First, understand dimensions
As noted by Google, every report in Google Analytics is made up of dimensions and metrics. Dimensions are the attributes of your data, while metrics are quantitative measurements of particular aspects of your website.
Taken together, dimensions and metrics can help you build tables for data visualization. For example, you could look at the “Sessions” metric and compare it against the “City” dimension to see how many sessions you received from different cities in a pre-defined time frame.
In the contexts of this article, the KPIs you’ll want to focus on to measure your blog’s success will count as metrics when viewed in Google Analytics 4 and any related properties.Common KPI examples include “Active Users,” “Avg. Engagement Time,” “Engaged Sessions,” “Engagement Rate,” or any number of other measurable present in the metrics section of Google Analytics.
Without context, however, these metrics are just data. They only gain meaning when understood from the perspective of the dimensions they relate to.
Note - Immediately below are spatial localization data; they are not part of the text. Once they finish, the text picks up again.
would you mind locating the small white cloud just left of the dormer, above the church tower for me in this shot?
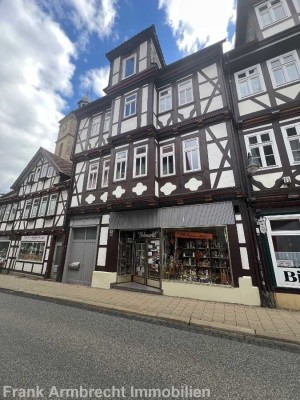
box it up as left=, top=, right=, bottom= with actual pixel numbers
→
left=80, top=66, right=109, bottom=97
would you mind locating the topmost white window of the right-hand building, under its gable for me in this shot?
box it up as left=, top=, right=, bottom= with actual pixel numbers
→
left=256, top=0, right=288, bottom=28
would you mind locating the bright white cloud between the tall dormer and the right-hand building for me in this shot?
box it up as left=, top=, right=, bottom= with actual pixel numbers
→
left=159, top=0, right=235, bottom=53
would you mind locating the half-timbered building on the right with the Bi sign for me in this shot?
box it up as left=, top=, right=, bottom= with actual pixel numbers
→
left=225, top=0, right=300, bottom=308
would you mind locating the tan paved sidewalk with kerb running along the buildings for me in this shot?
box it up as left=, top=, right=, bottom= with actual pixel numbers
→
left=0, top=273, right=300, bottom=346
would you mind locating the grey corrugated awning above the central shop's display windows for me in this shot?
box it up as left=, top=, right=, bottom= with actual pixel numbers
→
left=109, top=202, right=235, bottom=230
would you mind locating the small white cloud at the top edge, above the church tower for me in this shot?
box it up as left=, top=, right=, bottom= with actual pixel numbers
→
left=68, top=0, right=117, bottom=39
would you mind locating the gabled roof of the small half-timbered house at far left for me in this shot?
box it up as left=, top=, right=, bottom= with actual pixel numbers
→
left=11, top=147, right=72, bottom=189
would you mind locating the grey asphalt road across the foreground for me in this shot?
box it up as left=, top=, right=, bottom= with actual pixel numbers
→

For example, if you want to understand whether a change to your website resulted in a higher or lower engagement rate among your users, you would look at the “Engagement Rate” metric from the perspective of dimensions such as “Page path + query string” (to look at performance across pages), “Default channel grouping” or “Source / medium” (to look at performance across acquisition sources), or “First user campaign” (to look at performance based on ad campaigns).
Importantly, you can use these dimensions to filter your Google Analytics 4 reports and gain a better understanding of your website data by creating Comparisons in the GA4 dashboard.